Clearly, for a factual determination by the Office to withstand appellate review, the Office must establish concrete evidence in the record. Therefore, the assertion by the Office that a claim recites an abstract idea — which is clearly a core factual finding — must be supported by concrete evidence in the record. 

I hope you will tailor the interim guidance to reflect that an Examiner must support any assertion of an abstract idea by supplying factual evidence, just as you have previously required the examining corps to do in MPEP sections 2107, 2142, and 1504.01(c) (II). 

Finally, I think it is wise to take to heart the remarks of Judge Lourie from the oral argument of K/S HIMPP v. Hear-Wear Technologies, LLC

“We have an examination system based on citation of references. I may have used the word ’slippery slope’ already. But, I worry about that — where an examiner who is of some skill and training in a particular art could simply say ‘Aha, I think, I think, and it is my common knowledge . . . .’ And, they start rejecting claims based on what they ‘think.’ Isn’t that a serious departure from our system of citation of references to reject claims?” 

William F. Vobach 


I look forward to seeing what the USPTO does with the Cardionet decision.

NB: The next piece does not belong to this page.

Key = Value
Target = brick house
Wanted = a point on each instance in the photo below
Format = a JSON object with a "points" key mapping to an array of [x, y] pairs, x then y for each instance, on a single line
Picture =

Hopefully, they will instruct examiners to consult their inner-Joe-Friday:

You can read the Cardionet decision here: [Link].

You can listen to the recording of the Cardionet oral argument here:

Update: August 25, 2021

In AMERICAN AXLE & MANUFACTURING v. NEAPCO HOLDINGS, 966 F.3d 1347 (Fed. Cir. 2020), Judge Dyk wrote a concurring opinion in the denial of rehearing en banc. He notes that with respect to step one in the Alice inquiry there can be a factual issue.

“The step-one “directed to” inquiry in this case, as in O’Reilly, is what the claim says. As to that question, the panel does not suggest that there can never be a factual issue, but there is no such factual issue here.”